Exhibit 10.1

RESEARCH AGREEMENT

THIS RESEARCH AGREEMENT ("Agreement"), effective as of the day when both parties have signed the Agreement (hereafter effective date), made and entered into by and between Institut Pasteur de Lille, ("Researcher") of 1 Rue du Pr. Calmette, 59000 Lille, France, represented by Professor Andre' Capron, and Regma Bio Technologies Ltd Nevada USA ("Sponsor"), a public company limited by sharee, of 217 Plaza 535 Kings Road London SW10 O5Z, UK represented by Dr. David Rooke, President.

WITNESSETH:

WHEREAS, Sponsor is committed to the development of therapies in the response to the growing problem of antibiotic resistance, more particularly against Mycobacterium tuberculosis micro-organisms;

WHEREAS, Sponsor declared having rights over appropriate phages and phage delivery systems against Mycobacterium tuberculosis human infection;

WHEREAS, Researcher has a recognized knowledge in the field of tuberculosis virulence molecular mechanisms and owns P1 to P3 scientific laboratory facilities;

WHEREAS, Sponsor desires that Researcher conducts the study described herein;

WHEREAS, Sponsor declares that the study described herein request at most P3 scientific laboratory facilities;

WHEREAS, the study described herein is foreseen by Sponsor and Researcher as a first stop toward a potentially broader collaboration between them which would consist in the creation of a joint research unit, which would be headed by Dr Pablo Bifani, aiming at collecting and typing Mycobacterium tuberculosis strains and developing epidemiological studies, in the development of Sponsor's phage therapy, in the identification of other projects;

WHEREAS, Sponsor and Researcher may explore at a later stage the feasibility of other collaborative research programs.
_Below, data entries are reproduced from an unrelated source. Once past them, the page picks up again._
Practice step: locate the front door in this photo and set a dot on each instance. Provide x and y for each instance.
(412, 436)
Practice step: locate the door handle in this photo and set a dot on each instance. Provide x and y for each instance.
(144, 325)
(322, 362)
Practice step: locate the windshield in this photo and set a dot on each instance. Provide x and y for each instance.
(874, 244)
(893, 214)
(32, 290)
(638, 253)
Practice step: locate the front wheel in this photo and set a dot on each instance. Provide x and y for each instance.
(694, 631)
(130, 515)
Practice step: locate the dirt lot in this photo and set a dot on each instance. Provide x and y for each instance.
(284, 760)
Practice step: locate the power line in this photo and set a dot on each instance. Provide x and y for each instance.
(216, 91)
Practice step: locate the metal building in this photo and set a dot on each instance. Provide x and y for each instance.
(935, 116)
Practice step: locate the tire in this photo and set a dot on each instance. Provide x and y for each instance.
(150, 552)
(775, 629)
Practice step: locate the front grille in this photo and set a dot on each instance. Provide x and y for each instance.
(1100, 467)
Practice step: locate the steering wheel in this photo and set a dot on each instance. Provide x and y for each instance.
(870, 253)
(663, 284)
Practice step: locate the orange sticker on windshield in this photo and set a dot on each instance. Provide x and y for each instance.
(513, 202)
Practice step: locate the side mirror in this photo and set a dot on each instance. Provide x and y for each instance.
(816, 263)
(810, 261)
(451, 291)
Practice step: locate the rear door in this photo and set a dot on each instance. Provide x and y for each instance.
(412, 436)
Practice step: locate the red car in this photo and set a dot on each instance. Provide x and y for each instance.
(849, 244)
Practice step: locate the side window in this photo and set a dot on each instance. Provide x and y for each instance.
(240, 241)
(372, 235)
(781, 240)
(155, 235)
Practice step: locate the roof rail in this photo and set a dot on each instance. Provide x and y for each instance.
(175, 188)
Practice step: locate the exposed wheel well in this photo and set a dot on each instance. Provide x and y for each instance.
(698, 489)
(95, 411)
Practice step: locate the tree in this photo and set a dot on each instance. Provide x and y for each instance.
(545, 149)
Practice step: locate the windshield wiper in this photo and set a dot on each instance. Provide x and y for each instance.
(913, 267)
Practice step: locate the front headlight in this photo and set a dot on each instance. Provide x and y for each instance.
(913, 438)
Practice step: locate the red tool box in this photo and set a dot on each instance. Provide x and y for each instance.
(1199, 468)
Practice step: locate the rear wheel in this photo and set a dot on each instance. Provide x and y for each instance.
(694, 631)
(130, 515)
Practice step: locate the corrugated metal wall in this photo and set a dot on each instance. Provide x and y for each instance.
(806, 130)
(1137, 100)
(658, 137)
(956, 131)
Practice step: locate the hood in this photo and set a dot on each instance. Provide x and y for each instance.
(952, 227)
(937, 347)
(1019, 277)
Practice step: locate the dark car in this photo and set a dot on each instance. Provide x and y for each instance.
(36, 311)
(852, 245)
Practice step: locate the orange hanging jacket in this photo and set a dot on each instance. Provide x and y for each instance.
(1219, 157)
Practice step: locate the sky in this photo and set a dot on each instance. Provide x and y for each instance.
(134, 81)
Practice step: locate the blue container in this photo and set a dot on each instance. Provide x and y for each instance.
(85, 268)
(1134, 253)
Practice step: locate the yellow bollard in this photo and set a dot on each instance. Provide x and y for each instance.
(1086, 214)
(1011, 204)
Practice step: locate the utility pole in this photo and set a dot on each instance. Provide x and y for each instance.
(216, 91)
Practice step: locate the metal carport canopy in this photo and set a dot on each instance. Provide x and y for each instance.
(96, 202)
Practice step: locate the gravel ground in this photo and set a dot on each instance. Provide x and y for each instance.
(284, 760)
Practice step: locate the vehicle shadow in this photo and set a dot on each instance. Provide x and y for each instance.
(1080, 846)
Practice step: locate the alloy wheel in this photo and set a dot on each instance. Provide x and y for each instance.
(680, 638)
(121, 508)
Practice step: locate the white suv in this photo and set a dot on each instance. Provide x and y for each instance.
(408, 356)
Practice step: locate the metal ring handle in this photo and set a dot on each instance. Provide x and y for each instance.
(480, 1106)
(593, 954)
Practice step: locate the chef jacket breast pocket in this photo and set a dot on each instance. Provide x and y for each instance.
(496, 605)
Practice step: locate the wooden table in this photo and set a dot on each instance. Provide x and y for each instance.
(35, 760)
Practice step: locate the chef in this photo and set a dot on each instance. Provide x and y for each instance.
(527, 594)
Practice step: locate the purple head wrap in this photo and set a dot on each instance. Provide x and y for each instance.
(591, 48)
NOW THEREMORE, in consideration of the mutual promises and conditions set forth herein, the parties hereto agree as follows;

1. Research

1.a. Sponsor hereby establishes and Researcher hereby agrees to conduct the Research Plan attached hereto and incorporated herein by reference as Exhibit A upon receipt from Sponsor of the necessary biological material as defined in section 1.6 and Upon receipt of the required legal approvals.

1.b. The Research Plan shall be conducted under the supervision of Dr Camille Locht ("Project Supervisor") by Pablo Bifani ("Principal Investigator") assisted by a scientific technician.

1.c. Researcher, through Project Supervisor, shall advise Sponsor, by written or oral communications established by Principal Investigator, every 45 days, of the progress and status of the Research Plan.

1.d. The phages necessary to the execution of the Research Plan for which Sponsor represents that they are not genetically modified phages shall be provided by Sponsor. Its supply constitutes a suspensive condition of the execution of the Research Plan. Researcher shall not be liable for any delay due to the late delivery of these.

1.e. Sponsor represents and warrants that to the best of his knowledge, to use of the biological material will not infringe or violate any patent or proprietary rights of third parties,

Moreover, if Sponsor considers that particular precaution in the use, application, storage or disposal of the biological materials are requested, it informs Researcher of these.

1.f Sponsor represents and warrants that the efficient prophylactic drug are available against the biological material to be used in to execution of the Research program. Sponsor mentions for each supplied biological Material the efficient prophylactic drug available. The lack of an efficient prophylactic drug for a biological material impedes Researcher from executing the parts of the Research program based upon such biological material.

1.g Sponsor acknowledges that the Research program may require official approvals for the use of genetically modified phage and micro-organisms from the ad hoc commissions in application of the French and European legislation. The lack of such approvals impedes Researcher from executing the parts of the Research program which require them. Sponsor arid Researcher agree that time spent to obtain them shall not be charged for by Researcher to Sponsor.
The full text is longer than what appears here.